Я так за нее испугалась, что на четвереньках поползла в ее сторону, а корзинка на красной ленте скребла по паркету и путалась в ногах. Из нее вывалились последние цветы. Сорвав с себя злополучную ленту, я подползла к Ирине и начала ее дергать за подол юбки. В это время выстрелы прекратились, все стихло. Так мы и замерли посреди зала. Она, как богиня танца, и я на четвереньках, как ее собачка.
Потом я вскочила, отряхнулась, схватила ее за руку и, пока все еще до конца не очухались, потащила к дверям. Ирина как сомнамбула следовала за мной. Я выглянула на лестницу и увидела, что там все вверх дном: скамейки перевернуты, стулья поломаны, шторы вместе с бумажными гирляндами сорваны, гардеробная разгромлена и пальто разбросаны по всему холлу. А на лестнице, перегородив нам дорогу, лежали, опрокинутые на спины, четыре человека или четыре мертвеца. Над пятым, прислоненным к колонне, хлопотал, склонившись, какой-то рыжий парень. Он обернулся к нам, и я увидела, что знаю его. Это был Матвей – приятель моего брата Сережи и старший брат нашей гимназистки Нади Колосовой со слободы. Она тоже была рыжая.
– А, и вы здесь, отчаюги! – воскликнул он. – Шагайте, ничего, они мертвые, не укусят!
Мы робко переступили через трупы, стараясь не попасть ботинками в кровавые лужицы, которые уже успели превратиться в красный студень. Подобрали свои пальто, к счастью брошенные в стороне. Человек у колонны перестал стонать и запрокинул голову, обнажив кадык. Это был мальчишка с бронепоезда, который первым пригласил меня на танец.
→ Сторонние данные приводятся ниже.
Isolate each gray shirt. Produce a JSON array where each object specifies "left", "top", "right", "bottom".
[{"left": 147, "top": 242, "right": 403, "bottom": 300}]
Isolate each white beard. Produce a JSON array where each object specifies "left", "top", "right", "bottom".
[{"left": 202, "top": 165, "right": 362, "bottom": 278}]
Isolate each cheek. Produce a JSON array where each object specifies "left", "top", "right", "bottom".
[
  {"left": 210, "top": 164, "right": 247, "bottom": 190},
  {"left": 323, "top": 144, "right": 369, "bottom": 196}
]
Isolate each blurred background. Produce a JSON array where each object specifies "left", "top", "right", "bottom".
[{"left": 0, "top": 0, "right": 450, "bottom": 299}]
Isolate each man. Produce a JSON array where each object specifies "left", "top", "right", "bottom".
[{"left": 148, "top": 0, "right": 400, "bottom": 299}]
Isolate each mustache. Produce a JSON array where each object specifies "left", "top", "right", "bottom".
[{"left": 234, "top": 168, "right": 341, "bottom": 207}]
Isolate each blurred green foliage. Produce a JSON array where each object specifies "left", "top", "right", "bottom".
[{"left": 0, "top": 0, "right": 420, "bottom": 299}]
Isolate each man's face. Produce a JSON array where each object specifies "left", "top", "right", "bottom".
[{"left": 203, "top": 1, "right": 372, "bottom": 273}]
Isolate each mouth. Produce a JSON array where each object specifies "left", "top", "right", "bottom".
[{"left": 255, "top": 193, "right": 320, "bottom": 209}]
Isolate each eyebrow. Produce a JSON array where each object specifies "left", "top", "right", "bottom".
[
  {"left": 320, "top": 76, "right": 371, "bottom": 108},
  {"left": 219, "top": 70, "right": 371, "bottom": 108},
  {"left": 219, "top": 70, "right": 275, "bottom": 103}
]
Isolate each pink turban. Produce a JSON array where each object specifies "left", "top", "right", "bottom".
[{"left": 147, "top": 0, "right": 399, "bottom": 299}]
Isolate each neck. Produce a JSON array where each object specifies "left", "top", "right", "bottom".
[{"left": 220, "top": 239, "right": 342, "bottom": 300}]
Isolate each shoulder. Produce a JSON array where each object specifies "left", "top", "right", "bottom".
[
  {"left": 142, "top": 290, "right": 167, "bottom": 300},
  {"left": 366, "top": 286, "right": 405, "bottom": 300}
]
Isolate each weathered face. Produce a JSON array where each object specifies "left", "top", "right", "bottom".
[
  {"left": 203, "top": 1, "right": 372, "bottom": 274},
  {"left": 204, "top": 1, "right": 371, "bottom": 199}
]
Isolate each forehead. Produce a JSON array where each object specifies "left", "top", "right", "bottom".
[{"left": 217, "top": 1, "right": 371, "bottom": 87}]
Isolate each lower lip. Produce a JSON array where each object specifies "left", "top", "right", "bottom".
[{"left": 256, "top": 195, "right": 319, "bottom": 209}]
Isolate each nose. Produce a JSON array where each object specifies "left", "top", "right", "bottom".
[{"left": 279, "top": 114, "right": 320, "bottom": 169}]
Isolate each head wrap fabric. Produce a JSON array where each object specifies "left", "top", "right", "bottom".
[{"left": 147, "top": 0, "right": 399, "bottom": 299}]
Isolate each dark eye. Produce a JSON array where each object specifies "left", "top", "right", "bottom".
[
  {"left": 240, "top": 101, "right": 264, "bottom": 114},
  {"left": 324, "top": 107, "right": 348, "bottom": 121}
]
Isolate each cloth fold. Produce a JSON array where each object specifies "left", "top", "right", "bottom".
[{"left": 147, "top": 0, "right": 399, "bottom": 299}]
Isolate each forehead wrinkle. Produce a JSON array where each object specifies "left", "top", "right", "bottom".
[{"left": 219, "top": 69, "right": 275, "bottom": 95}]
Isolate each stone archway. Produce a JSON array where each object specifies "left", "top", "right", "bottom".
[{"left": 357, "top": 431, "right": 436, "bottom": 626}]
– Пошли скорее, я вас провожу! – крикнул нам Матвей.
Всю дорогу до дома он бежал, буквально волоча нас за собой и подпрыгивая от возбуждения. На окраине еще шла перестрелка.
– Горские прознали, что бронепоезд устраивает карнавал, и решили захватить нас врасплох. Но на железной дороге атаку отбили, отрезали путь к отступлению и погнали их в сторону клуба.
– Так это были не казаки? – изумилась я.
– Нет, я ж говорю, горцы. Ну, вот ваш переулок. Мчитесь. Мне надо обратно, я дежурный по комендатуре, – гордо сказал он и вприпрыжку, как и подобает мальчишке, понесся обратно.
Когда мы добежали до дома, я увидела в щель свет в подвале у нашего жильца, одноногого фотографа. Его дверь выходила на улицу. Он долго не открывал – не слышал, потому что я боялась стучать громко, чтобы не разбудить маму. Потом впустил нас, отругал, но, видя наш растерзанный карнавальный вид, смягчился и долго фыркал: «Феи под обстрелом». Я проскользнула во двор, принесла из тайника узел с одеждой, мы с Ириной переоделись.
– Ты почему не пряталась? – спросила я ее.
– Испугалась, – растерянно пожала она плечами, – меня как льдом сковало.
Я чмокнула ее в щеку, крепко обняла и выпустила на улицу – она жила совсем рядом, через два дома, – а сама спрятала узел с карнавальными костюмами в тайник и юркнула к себе. Утром мама страшно ругалась, думая, что я осталась вечером у Иры, и посадила меня в очередной раз под домашний арест. Потом выяснилось, что мое пальто прострелено в двух местах.
Пятьдесят горцев расплатились за это новогоднее развлечение жизнью. Говорили, что нападение устроили недовольные новой властью вайнахи, которые на съезде выступали за независимую горскую республику.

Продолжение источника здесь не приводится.